Random Art Thought...

So don't ask me how or why I started thinking about this...maybe because I'm on vacation...but I was looking at the portraits of Claude and thinking what a nice looking face he had. Then I'm thinking, but wait - it's a self portrait and that's not really how he would look to someone looking at him. He'd be looking in the mirror and so his left ear would appear on the left rather than on the right if I were gazing at him in front of me. And so then, I started thinking about other artists who most likely did self-portraits in front of a mirror rather than from a photograph of themselves (which is kind of cheating in a way don't you think?). So I downloaded a few famous artist self portraits, flipped them horizontally, and here they are.

But notice in Claude's color self-portrait: the Mona Lisa is portrayed correctly in his work, and backwards when I flip his self-portrait! Pretty cool thinking on his part - he must've added that afterward.

Where is the mural on Bean Creek Road?








Local art conservator Chris Kenney told me about a mural painted
on the side of this man's house on Bean Creek Road. Now I really want to find it. Does anyone know the address or the current owner?

This artist is Claude Buck, born in New York City in 1890. His father gave him his first art training from ages three to fourteen. Later in his 20's he studied at Chicago's Academy of Art and Design and for awhile in Munich.

While in New York he earned money as a theatrical scene painter (perhaps his first "murals"?). He formed a group called the Introspectives and had a reputation as a "radical artist". (Uh oh! We know about those radicals!).

He subsequently moved to Chicago in 1919 where he continued his education and became a leading member of the avant-garde symbolist artists and was known for his "fantastic, sometimes disturbing images with allegorical and literary themes". In the 1920's he did a number of "hyper-real" portraits, figures and still lifes which were popular and aligned him with the opponents of abstraction and their "Sanity in Art" movement. According to Josephine Hancock Logan, the artist and founder of this movement, "Sanity in Art means soundness, rationalism, a correct integration of the art work itself in accordance with some internal logic. "

Anyway, Buck moved to Santa Cruz in 1949 until 1959. He was a member of the Santa Cruz Art League and served as its president in 1953. He moved to Santa Barbara in 1959 where he died in 1974. His work is wonderful, and I highly recommend Googling it to take a looksee.
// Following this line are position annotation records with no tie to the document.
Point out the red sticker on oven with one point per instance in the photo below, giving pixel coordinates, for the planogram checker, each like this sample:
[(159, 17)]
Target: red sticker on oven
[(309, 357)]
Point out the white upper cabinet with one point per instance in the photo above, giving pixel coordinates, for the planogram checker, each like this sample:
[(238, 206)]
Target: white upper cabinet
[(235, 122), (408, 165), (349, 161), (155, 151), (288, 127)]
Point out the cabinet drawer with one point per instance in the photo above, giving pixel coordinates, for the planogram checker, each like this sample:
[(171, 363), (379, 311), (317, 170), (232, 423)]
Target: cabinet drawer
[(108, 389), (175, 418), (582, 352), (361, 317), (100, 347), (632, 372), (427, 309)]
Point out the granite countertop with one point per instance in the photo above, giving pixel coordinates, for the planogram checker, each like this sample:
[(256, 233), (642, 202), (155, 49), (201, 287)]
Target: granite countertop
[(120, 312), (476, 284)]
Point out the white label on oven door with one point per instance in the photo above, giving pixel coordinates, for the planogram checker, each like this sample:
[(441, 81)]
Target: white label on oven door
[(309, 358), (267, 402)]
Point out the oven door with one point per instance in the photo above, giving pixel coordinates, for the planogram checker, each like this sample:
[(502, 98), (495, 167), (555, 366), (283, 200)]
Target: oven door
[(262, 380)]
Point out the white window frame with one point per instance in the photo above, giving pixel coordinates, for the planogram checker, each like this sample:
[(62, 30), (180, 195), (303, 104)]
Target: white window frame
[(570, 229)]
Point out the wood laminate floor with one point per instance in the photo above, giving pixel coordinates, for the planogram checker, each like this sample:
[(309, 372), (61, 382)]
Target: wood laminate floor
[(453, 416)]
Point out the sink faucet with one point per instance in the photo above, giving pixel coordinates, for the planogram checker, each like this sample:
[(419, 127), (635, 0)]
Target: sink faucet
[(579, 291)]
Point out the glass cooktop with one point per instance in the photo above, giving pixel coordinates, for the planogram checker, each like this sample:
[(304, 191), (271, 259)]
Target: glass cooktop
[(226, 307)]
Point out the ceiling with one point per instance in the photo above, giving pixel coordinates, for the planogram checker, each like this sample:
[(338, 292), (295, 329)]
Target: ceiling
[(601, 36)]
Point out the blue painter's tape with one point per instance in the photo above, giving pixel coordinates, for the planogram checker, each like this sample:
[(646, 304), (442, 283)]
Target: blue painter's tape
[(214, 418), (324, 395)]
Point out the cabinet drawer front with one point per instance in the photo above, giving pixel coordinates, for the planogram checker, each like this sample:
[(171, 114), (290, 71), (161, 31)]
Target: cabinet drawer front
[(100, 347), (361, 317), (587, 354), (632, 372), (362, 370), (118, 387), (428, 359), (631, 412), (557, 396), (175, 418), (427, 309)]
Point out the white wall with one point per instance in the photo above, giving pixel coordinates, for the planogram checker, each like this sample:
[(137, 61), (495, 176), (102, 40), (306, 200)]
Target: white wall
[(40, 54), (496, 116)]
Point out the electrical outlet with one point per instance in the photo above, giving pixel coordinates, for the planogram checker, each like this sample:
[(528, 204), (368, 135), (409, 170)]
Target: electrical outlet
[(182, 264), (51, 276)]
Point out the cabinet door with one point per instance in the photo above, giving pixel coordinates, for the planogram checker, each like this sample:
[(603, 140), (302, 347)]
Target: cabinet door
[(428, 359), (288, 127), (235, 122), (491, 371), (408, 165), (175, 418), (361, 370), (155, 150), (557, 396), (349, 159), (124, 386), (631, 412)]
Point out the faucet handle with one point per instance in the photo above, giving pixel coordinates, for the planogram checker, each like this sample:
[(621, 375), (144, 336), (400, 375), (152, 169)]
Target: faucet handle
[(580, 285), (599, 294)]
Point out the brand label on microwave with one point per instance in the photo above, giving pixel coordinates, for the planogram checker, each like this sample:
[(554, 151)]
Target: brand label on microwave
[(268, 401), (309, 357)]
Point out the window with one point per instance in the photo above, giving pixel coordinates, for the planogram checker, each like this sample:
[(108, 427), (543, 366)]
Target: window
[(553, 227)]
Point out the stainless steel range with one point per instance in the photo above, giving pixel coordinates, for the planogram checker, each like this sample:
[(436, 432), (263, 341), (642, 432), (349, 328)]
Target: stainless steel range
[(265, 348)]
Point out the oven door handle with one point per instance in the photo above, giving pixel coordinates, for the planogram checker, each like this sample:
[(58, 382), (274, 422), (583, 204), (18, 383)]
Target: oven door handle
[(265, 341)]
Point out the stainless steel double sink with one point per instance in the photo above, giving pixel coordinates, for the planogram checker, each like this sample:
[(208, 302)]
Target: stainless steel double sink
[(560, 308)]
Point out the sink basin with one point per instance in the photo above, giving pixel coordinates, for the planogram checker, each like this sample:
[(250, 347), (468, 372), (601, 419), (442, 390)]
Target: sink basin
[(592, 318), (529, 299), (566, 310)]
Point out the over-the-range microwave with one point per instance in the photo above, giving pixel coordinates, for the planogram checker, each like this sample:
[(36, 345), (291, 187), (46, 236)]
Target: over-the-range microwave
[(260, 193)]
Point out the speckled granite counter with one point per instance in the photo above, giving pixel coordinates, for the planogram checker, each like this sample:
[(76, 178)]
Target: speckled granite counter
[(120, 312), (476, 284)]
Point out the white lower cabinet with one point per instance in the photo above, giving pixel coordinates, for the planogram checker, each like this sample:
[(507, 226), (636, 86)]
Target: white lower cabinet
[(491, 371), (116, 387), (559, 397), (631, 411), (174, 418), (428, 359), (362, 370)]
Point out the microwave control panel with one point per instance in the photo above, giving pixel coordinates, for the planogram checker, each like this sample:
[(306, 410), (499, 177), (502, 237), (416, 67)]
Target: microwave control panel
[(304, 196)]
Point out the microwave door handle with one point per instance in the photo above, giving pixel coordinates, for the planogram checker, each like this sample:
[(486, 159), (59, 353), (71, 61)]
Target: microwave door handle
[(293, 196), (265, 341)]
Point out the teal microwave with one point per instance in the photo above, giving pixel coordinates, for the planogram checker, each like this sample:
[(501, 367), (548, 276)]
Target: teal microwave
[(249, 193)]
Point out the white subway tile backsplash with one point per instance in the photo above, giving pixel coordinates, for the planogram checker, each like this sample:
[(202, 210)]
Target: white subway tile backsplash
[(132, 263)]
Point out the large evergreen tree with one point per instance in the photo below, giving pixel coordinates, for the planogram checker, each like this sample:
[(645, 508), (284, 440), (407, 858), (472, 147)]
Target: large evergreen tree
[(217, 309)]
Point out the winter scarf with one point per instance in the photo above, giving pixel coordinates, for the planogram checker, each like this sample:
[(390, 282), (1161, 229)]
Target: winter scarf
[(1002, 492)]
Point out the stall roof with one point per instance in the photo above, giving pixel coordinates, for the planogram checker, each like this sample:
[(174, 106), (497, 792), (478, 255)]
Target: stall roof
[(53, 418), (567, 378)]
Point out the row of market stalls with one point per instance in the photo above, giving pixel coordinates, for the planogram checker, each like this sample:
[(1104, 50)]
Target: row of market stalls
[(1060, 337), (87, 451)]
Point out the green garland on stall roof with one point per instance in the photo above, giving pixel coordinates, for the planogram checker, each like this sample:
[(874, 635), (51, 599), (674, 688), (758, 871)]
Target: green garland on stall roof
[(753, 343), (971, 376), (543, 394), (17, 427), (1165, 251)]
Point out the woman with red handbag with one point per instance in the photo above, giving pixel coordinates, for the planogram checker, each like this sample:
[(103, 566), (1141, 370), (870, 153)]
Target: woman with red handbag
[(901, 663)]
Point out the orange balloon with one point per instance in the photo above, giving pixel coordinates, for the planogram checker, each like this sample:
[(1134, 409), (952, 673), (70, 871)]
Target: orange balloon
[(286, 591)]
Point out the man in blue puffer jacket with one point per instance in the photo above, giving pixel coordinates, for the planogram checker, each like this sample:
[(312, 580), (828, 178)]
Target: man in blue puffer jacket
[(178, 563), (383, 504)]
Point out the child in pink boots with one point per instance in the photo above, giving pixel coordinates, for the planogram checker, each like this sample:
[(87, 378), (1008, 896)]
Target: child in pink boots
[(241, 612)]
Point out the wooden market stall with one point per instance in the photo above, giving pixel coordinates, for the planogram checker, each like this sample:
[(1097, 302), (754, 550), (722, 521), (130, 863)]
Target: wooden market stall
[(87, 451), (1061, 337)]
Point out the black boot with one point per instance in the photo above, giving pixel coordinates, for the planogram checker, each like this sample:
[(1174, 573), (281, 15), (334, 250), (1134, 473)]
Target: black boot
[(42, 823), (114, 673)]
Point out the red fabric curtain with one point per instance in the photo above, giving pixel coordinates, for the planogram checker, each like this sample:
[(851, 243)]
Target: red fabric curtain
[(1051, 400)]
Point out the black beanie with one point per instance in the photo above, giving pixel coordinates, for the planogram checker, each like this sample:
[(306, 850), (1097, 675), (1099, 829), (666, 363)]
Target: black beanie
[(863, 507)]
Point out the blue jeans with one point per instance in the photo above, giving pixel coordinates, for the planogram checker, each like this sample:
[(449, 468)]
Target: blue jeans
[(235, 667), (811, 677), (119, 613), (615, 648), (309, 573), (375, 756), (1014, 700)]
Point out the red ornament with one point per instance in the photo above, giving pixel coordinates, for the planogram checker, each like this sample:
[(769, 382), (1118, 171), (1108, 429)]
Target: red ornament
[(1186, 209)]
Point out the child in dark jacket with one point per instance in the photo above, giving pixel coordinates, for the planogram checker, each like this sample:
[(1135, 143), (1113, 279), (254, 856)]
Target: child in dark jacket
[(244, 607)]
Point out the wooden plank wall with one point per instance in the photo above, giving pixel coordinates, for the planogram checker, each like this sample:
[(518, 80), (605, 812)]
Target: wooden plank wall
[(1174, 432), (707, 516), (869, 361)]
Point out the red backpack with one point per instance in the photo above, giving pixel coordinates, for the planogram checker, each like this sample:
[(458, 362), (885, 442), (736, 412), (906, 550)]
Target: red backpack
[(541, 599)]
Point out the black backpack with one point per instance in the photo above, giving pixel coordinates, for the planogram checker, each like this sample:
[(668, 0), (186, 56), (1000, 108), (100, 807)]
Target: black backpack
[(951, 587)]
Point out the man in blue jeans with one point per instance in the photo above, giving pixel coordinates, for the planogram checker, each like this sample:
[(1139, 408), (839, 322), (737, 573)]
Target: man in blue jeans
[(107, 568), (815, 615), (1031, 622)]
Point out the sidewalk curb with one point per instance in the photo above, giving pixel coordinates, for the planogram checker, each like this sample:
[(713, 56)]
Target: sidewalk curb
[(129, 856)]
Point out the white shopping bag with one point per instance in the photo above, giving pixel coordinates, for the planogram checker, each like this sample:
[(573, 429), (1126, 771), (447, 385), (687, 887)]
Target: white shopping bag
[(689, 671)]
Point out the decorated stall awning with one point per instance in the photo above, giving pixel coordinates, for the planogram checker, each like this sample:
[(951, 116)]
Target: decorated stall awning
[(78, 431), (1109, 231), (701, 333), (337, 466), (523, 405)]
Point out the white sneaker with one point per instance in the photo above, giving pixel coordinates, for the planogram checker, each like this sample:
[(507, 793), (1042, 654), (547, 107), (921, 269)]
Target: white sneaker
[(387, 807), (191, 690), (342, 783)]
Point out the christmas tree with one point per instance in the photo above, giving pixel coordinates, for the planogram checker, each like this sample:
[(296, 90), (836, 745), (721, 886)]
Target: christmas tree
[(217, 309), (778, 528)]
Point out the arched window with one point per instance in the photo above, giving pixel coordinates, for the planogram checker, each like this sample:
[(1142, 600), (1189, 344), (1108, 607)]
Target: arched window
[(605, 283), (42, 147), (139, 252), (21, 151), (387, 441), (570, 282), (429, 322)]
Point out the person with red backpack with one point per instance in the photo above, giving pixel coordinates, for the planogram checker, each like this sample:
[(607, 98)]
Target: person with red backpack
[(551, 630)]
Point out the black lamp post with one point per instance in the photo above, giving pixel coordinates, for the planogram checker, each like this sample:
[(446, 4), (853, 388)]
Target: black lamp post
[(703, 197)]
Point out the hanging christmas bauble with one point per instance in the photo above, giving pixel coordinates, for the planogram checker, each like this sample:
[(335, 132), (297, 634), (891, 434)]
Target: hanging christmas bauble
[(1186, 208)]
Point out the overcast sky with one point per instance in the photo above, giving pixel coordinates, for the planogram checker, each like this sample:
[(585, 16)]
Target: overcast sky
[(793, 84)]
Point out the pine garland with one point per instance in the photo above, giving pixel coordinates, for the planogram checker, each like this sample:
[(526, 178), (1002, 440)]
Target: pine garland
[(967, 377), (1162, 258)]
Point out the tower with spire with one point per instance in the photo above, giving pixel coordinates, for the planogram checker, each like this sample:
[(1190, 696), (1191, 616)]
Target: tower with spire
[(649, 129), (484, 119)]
Thanks Chris for making me aware of it.

Now...where's that mural!!!?



Thursday, May 6, 2010


This is such a sweet and subtle mural...not loud in the colors or "drama" or detail. But you know what? I really like it. I like the sentiment (and the fresh trail in the sand, although the scale is not correct, so this may represent a time long ago), I like the subtly of color and detail, and I like knowing where this scene is located - at one of my favorite walking beaches and my totally favorite fossil beach! (Uh oh...did I let the cat out of the bag? Cuz...I absolutely know that every time I walk this beach - which is often - I collect the totally best stones and fossils there are that day! :-) or in other words: always a great walk!

CHALLENGE: Do you know where this mural is located? The first person that can name this location by June 1, 2010, will get $30 by emailing me with the correct answer at: shunt95066@sbcglobal.net. I will publish the location of the mural, names of the winner and the first two runners up in the first week of June.

Saturday, May 1, 2010


For those of you who would like to comment, or have already tried and gotten really frustrated...please try again as I have now enabled it (thanks Hank).